PARTNERS IN CRIME by Agatha Christie

“A very nice little haul,” said Inspector Marriott with approval, as he snapped on the last pair of handcuffs. “And we’ll have more as time goes on, I hope.”

White with rage, Dymchurch glared at Tuppence.

“You little devil,” he snarled, “It was you put them on to us.”

“It wasn’t all my doing. I ought to have guessed, I admit, when you brought in the number sixteen this afternoon. But it was Tommy’s note clinched matters. I rang up Inspector Marriot, got Albert to meet him with the duplicate key of the office, and came along myself with the empty blue envelope in my bag. The letter I forwarded according to my instructions as soon as I had parted from you two this afternoon.”

But one word had caught the other’s attention.

“Tommy?” he queried.

Tommy who had just been released from his bonds came towards them.

“Well done, brother Francis,” he said to Tuppence, taking both her hands in his. And to Dymchurch: “As I told you, my dear fellow, you really ought to read the Classics.”

7. FINESSING THE KING

It was a wet Wednesday in the offices of the International Detective Agency. Tuppence let the Daily Leader fall idly from her hand.

“Do you know what I’ve been thinking, Tommy?”

“It’s impossible to say,” replied her husband. “You think of so many things, and you think of them all at once.”

“I think it’s time we went dancing again.”

Tommy picked up the Daily Leader hastily.

“Our advertisement looks well,” he remarked, his head on one side. “Blunt’s Brilliant Detectives. Do you realise, Tuppence, that you and you alone are Blunt’s Brilliant Detectives? There’s glory for you, as Humpty Dumpty would say.”

“I was talking about dancing.”

“There’s a curious point that I have observed about newspapers. I wonder if you have ever noticed it. Take these three copies of the Daily Leader. Can you tell me how they differ one from the other?”

Tuppence took them with some curiosity.

“It seems fairly easy,” she remarked witheringly. “One is to-day’s, one is yesterday’s, and one is the day before’s.”

“Positively scintillating, my dear Watson. But that was not my meaning. Observe the headline, ‘The Daily Leader.’ Compare the three-do you see any difference between them?”

“No, I don’t,” said Tuppence, “and what’s more, I don’t believe there is any.”

Tommy sighed, and brought the tips of his fingers together in the most approved Sherlock Holmes fashion.
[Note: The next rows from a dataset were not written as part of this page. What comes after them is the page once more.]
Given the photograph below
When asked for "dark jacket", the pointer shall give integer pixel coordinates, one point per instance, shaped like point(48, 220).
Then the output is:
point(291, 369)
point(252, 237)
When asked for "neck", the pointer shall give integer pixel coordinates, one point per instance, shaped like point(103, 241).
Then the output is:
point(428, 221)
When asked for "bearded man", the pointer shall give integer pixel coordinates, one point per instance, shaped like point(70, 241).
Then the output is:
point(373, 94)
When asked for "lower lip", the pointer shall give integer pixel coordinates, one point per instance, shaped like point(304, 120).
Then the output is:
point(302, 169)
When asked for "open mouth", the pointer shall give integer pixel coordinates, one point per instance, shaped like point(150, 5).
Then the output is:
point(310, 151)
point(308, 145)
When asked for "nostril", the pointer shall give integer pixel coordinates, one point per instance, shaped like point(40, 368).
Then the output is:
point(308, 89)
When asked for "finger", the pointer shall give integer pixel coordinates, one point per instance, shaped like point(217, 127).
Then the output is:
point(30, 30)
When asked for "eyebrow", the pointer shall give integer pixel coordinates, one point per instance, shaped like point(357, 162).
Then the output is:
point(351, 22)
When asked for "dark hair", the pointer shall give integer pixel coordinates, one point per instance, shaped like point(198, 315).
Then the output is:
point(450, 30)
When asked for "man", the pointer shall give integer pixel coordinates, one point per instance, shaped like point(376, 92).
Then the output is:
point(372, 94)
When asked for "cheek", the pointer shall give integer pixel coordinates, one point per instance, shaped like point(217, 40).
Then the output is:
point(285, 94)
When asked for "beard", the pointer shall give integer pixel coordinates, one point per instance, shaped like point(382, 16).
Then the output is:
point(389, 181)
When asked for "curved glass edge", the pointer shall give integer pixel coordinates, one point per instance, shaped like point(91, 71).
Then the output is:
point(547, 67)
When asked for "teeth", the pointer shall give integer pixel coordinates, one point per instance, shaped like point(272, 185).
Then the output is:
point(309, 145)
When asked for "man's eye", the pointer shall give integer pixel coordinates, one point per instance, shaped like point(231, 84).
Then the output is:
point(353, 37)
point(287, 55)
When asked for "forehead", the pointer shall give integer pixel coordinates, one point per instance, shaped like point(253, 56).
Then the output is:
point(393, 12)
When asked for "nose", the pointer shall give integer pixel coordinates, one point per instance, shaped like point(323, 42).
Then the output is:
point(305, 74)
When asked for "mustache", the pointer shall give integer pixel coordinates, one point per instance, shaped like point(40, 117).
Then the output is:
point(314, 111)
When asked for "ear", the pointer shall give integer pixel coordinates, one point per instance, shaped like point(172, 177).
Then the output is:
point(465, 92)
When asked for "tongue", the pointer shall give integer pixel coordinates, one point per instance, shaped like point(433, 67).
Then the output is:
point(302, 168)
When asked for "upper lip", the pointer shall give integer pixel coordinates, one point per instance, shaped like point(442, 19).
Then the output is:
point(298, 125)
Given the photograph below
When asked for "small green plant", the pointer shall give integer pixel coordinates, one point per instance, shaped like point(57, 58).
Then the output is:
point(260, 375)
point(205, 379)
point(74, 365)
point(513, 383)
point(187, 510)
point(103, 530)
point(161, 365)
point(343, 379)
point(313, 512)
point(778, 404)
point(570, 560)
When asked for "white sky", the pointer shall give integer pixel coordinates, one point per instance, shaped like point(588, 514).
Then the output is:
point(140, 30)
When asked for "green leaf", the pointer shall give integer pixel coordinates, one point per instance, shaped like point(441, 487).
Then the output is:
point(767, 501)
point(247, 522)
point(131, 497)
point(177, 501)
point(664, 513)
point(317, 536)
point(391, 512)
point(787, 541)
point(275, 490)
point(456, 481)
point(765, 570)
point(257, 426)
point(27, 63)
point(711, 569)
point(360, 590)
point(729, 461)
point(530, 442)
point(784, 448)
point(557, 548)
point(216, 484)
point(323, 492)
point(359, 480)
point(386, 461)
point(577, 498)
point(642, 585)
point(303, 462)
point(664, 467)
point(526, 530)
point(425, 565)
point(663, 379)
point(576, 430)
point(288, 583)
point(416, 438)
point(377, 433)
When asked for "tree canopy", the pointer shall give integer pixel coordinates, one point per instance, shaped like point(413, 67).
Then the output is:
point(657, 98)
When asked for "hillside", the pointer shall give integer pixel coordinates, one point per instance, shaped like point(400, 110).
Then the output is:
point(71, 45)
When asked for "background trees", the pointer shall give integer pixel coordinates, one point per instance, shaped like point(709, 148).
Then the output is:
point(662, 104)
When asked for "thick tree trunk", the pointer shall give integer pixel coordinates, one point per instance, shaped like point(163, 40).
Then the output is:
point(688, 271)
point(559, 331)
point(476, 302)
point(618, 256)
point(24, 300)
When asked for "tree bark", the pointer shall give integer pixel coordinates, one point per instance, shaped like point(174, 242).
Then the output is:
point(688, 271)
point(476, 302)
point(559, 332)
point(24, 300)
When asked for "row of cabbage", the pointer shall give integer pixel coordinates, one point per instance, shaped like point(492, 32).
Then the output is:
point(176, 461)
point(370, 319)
“Exactly. Yet you read the papers as much-in fact, more than I do. But I have observed and you have not. If you will look at today’s Daily Leader, you will see that in the middle of the downstroke of the D is a small white dot, and there is another in the L of the same word. But in yesterday’s paper the white dot is not in DAILY at all. There are two white dots in the L of LEADER. That of the day before again has two dots in the D of DAILY. In fact, the dot, or dots, are in a different position every day.”

“Why?” asked Tuppence.

“That’s a journalistic secret.”

“Meaning you don’t know, and can’t guess.”

“I will merely say this-the practice is common to all newspapers.”

“Aren’t you clever?” said Tuppence. “Especially at drawing red herrings across the track. Let’s go back to what we were talking about before.”

“What were we talking about?”

“The Three Arts Ball.”

Tommy groaned.

“No, no, Tuppence. Not the Three Arts Ball. I’m not young enough. I assure you I’m not young enough.”

“When I was a nice young girl,” said Tuppence, “I was brought up to believe that men-especially husbands-were dissipated beings, fond of drinking and dancing and staying up late at night. It took an exceptionally beautiful and clever wife to keep them at home. Another illusion gone! All the wives I know are hankering to go out and dance, and weeping because their husbands will wear bedroom slippers and go to bed at half past nine. And you do dance so nicely, Tommy dear.”

“Gently with the butter, Tuppence.”

“As a matter of fact,” said Tuppence, “it’s not purely for pleasure that I want to go. I’m intrigued by this advertisement.”